A visit to the Hatshepsut temple in Luxor, where Muslim terrorists murdered 58 tourists last November, is deceptive: any evidence of bloodshed has been cleaned up, and security is not obvious. It was still eerie to walk here. We'd all seen the newspaper pictures after the attack. Our guide, however, pointed to the rocky backdrop: "there's a small army just over the hill," he claimed. We were inclined to believe him, considering the security will did see at other tourist spots.

In Cairo every hotel comes with a guard, most of them leaning on automatic weapons. Same at banks, airports, museums, and major tourist spots. Everywhere you pass through metal detectors. Those who have visited Egypt before would be surprised to see the entire perimeter of the Giza pyramids has been closed, and the main entrance changed. Only ticketed tourists--and a few touts, to be sure!--get past the guard house. In fact, this means that perhaps for the first time since before Twain you can have a relatively peaceful mediation at a pyramid without constant pestering from camel drivers and trinket-hawkers.

At Abu Simbel, set in isolated southern Egypt near the unfriendly Sudan border, tourists can no longer take a taxi or bus on a three-hour ribbon of lonely highway to the site. Clearly, the security risk is too high. Instead you must fly; for $89 round trip Egypt Air makes daily tourist-only flights. The only Egyptians we saw on board were obviously plain-clothes guards. From a little airstrip you are whisked by bus in a caravan to the temple. A jeep-full of soldiers precedes and follows the coach. You are herded through a guided tour, then back to the bus, and to the airport, for return to Aswan, Luxor or Cairo. No dawdling here.

I felt sorry for the little cafes, hotels, and shops along the sun-scorched route to the temple: the consequences of terrorism will probably destroy their businesses. But it is one example of what an exasperated Egyptian government has done to hold onto the second most important industry in the country after oil.

As for the street crime endemic to major American cities, and the pickpockets infesting European destinations, in Egypt such risks are virtually unknown, day or night. Strangely, we Americans often worry more about a single highly-publicized foreign terrorist attack than we do about a much higher daily risk of routine violence on our own city streets.

If you go

Many good guides describe Egypt, but the country's attractions are so extensive that it probably takes a couple guides to cover it all. Alternatively, try Guardian's Egypt web site.

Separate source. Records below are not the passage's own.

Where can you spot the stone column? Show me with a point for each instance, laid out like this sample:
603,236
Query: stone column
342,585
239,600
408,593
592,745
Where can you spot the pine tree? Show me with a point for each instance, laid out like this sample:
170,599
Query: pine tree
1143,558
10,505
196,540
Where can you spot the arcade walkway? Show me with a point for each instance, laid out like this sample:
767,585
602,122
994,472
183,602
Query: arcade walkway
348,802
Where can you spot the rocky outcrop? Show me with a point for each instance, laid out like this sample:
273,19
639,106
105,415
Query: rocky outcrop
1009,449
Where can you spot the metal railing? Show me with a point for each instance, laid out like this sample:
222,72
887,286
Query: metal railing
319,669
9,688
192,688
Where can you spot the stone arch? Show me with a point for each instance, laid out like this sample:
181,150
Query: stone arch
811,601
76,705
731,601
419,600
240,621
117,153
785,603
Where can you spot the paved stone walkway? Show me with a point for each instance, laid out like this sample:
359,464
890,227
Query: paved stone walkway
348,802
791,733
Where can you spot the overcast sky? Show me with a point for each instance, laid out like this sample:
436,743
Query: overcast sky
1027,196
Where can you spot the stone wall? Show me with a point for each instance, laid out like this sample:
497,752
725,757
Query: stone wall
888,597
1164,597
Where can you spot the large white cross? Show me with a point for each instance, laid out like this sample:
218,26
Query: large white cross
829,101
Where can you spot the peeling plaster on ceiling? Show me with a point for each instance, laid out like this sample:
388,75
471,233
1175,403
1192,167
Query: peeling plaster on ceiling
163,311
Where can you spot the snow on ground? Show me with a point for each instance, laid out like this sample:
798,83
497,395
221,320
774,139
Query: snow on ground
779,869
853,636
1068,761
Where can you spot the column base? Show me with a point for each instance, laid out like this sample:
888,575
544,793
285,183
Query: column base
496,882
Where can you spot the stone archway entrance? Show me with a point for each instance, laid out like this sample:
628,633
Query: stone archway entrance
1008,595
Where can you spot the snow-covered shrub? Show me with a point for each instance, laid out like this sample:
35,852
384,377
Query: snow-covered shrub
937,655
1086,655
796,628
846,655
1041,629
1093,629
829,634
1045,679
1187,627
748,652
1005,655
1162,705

A visa used to be required and available at the Cairo airport for a fee, but we were not asked for one. Apparently, to stimulate tourism, the government has dropped this requirement for the time being. Of course, a passport is required.

You don't need any special shots unless you go to rural areas, but the Center for Disease Control does recommend a Hepatitis A vaccination. Bring medication for "Pharaoh's Revenge." It's the rare tourist who isn't poorly for a day, but usually it doesn't last much longer than that. Tap water in Egypt is (supposedly) safe as it's highly chlorinated. The food is rather bland. It's not a surprise we don't find lots of "Egyptian cuisine" restaurants here in America.